Attendu que la société COMODITEX, partie intimée qui succombe partiellement, sera déboutée de sa demande formée en application des dispositions de l'article 700 du Code de procédure civile, condamnée sur ce même fondement à verser à Madame X... une indemnité fixée ci-après et à supporter les dépens de première instance et d'appel »

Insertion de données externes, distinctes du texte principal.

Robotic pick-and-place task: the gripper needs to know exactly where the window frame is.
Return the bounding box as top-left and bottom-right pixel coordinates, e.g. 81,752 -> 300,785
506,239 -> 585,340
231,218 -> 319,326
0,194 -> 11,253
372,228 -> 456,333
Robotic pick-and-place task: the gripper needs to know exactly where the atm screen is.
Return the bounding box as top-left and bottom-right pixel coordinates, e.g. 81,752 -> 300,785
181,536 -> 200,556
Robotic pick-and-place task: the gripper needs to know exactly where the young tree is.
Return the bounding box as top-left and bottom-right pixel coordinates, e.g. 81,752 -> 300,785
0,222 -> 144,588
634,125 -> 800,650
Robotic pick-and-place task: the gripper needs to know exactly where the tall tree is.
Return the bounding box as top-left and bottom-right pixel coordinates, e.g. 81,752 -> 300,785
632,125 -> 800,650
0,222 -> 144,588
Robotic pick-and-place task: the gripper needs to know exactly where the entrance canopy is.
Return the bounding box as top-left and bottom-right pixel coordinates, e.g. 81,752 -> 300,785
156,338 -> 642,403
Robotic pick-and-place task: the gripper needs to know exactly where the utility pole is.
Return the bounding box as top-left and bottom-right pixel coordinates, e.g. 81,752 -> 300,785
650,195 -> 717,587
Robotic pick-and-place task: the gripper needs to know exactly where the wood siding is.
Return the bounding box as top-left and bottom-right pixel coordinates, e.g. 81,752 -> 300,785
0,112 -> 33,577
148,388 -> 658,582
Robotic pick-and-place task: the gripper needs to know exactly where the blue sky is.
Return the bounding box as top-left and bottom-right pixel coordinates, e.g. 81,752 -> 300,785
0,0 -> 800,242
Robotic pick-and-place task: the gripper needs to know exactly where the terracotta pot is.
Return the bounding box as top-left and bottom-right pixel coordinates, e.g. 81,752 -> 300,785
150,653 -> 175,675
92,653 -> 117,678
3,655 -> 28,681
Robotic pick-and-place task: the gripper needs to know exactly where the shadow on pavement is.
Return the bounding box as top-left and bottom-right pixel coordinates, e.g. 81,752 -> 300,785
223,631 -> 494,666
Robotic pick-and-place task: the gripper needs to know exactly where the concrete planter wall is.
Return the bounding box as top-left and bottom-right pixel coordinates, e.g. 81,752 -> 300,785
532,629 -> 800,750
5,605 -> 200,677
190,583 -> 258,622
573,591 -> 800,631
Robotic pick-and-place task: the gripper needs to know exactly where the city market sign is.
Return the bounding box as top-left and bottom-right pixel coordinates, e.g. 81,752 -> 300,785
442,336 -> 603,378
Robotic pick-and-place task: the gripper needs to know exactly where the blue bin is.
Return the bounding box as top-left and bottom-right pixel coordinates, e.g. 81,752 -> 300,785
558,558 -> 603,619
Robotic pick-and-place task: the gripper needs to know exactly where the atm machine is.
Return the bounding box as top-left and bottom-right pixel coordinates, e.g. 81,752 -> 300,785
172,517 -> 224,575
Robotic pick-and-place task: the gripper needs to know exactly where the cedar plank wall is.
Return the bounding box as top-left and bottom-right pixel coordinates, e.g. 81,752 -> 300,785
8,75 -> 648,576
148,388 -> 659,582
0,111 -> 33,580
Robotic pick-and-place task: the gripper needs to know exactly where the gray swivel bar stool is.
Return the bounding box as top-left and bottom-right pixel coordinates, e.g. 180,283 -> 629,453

1. ALORS QUE l'ancienneté à condition qu'elle ne soit pas déjà prise en compte par une prime spécifique, constitue un élément objectif justifiant une différence de traitement entre salariés exerçant des fonctions similaires; qu'il résultait des propres constatations de l'arrêt attaqué que Madame X... avait été engagée en qualité d'assistante commerciale le 9 octobre 2000, tandis que les salariées auxquelles elle se comparait, Mesdames Y... et Z..., avaient été engagées respectivement aux mois d'août 1989 et septembre 1990, soit dix ans plus tôt ; qu'en jugeant néanmoins que Madame X... avait une ancienneté « comparable » à celle des salariées auxquelles elle se comparait, la Cour d'appel n'a manifestement pas tiré les conséquences qui s'évinçaient de ses propres constatations, en violation du principe « à travail égal, salaire égal » et des articles L 133-5 4) devenu L 2261-22 4), L 136-2 8) devenu L2271-1 8), L 140-2 devenu les articles L3221-2, L3221-3 et L3221-4 du code du travail ;

2. ALORS QUE la classification constitue un élément objectif justifiant une différence de traitement entre salariés exerçant des fonctions similaires; qu'il était constant que Madame X... relevait de la classification « employés », tandis que les salariées auxquelles elle se comparait, Mesdames Y... et Z..., bénéficiaient du statut de cadre, statut que Madame X... ne revendiquait même pas; qu'en jugeant néanmoins que ces salariées étaient placées dans une situation identique pour reconnaître à Madame X... le droit de percevoir la rémunération perçue par Mesdames Y... et Z..., la Cour d'appel n'a pas tiré les conséquences qui s'évinçaient de ses propres constatations, en violation du principe « à travail égal, salaire égal » et des articles L 133-5 4) devenu L 2261-22 4), L 136-2 8) devenu L2271-1 8), L 140-2 devenu les articles L3221-2, L3221-3 et L3221-4 du code du travail ;

3. ALORS QUE les juges du fond ne peuvent accueillir ni rejeter les demandes dont ils sont saisis sans examiner tous les éléments de preuve qui leur sont soumis par les parties au soutien de leurs prétentions; que pour démontrer que Madame X... avait en charge de moindres responsabilités que les salariées auxquelles elle se comparait, la société COMODITEX faisait valoir qu'elle gérait un portefeuille client représentant 6% du chiffre d'affaires de la société tandis que Mesdames Y... et Z... auxquelles elle se comparait avait respectivement en charge un portefeuille de clients représentant 35 et 40% du chiffre d'affaires de la société, et versait aux débats pour l'établir, non seulement l'attestation de Monsieur C..., son contrôleur de gestion, mais également un tableau de synthèse de son chiffre d'affaires par clients et par assistantes commerciales ; qu'en affirmant qu'il n'était pas démontré que Mesdames Y... et Z... géraient un portefeuille de clients plus importants que celui confié à Madame X..., sans cependant examiner ni même viser ce tableau, la Cour d'appel a violé l'article 455 du nouveau code de procédure civile.